From Christ to Coke: How Image Becomes an Icon

Fascinating thoughts from this new book.

Here’s the author, Martin Kemp : “Some types of images are specific — like Lisa and Che — while some are generic, such as the heart shape. The generic ones tend to seep gradually into general consciousness. The heart shape appeared on playing cards and became the religious symbol of the sacred heart, before becoming the ubiquitous symbol of love. It takes a designer of genius, like Milton Glaser, to refresh its power in the service of a specific cause. We all know I(heart)NY. But New York largely surrendered the ‘Big Apple’ to Steve Jobs.”
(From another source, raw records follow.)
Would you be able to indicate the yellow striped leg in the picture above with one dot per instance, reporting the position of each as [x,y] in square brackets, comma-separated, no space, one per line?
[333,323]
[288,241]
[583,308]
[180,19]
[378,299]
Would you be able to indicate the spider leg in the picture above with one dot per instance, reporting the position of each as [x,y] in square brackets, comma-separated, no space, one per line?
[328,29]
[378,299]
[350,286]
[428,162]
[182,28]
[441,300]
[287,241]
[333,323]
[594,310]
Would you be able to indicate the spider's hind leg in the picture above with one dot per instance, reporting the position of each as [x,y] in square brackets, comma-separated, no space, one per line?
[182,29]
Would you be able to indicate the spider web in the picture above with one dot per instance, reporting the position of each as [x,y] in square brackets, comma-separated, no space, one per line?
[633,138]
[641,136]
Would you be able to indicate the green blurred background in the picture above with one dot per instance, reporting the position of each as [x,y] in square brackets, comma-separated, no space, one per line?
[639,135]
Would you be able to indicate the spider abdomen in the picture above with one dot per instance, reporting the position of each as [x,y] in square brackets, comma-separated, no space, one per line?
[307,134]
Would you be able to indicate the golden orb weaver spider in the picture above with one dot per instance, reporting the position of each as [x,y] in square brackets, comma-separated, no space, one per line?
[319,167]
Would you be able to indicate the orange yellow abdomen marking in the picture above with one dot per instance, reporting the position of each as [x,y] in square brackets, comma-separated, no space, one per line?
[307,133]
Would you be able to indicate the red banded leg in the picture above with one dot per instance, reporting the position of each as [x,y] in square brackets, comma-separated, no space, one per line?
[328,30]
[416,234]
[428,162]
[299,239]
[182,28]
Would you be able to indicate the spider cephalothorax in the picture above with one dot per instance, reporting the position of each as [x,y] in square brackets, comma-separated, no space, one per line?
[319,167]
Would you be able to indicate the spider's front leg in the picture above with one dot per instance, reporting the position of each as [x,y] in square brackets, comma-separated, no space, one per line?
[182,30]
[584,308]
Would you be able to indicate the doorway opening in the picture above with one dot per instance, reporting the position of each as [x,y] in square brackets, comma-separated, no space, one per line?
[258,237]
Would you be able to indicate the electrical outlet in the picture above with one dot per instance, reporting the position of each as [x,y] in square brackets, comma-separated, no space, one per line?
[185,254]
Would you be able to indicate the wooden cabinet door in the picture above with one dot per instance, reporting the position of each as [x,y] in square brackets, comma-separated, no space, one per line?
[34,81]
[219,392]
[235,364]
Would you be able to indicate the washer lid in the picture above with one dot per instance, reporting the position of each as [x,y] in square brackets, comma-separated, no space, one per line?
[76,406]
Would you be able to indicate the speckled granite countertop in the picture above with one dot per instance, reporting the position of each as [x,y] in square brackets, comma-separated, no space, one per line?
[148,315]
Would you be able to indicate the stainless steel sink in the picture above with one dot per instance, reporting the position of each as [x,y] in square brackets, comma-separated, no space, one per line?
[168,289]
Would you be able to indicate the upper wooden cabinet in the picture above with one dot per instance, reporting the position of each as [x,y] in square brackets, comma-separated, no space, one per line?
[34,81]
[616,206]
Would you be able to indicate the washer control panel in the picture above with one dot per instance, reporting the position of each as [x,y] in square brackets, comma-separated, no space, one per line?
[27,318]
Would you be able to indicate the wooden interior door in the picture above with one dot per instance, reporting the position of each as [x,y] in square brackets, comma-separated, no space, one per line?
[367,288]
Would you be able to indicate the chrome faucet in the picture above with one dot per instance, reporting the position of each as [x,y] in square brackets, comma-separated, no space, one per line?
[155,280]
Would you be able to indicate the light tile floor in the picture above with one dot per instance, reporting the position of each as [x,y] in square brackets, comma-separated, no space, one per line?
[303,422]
And more from an article I read:

“The more famous the image, the more likely it is that our common knowledge is inaccurate.

The fact that Leonardo’s portrait in the Louvre represents Lisa Gheradini, the apparently blameless wife of a Florentine silk merchant, Francesco del Giocondo, is not enough to match the mega-fame of the image. We need a hidden ‘secret’ or ‘code’ to explain its hold on us.

During the writing of the book, I was told a number of times that Father Christmas (Santa Claus) is dressed in red and white because of Haddon Sundblom’s brilliant Coke adverts each Christmas. Not true!

Sometimes the legends assume the status of a certain kind of ‘truth’. The story that the Stars and Stripes was designed by the humble seamstress Betsy Ross, who sat in the next church pew to George Washington, embodies folksy homeliness in such a way that it has becomes an essential ‘fact’ of America’s founding myth.”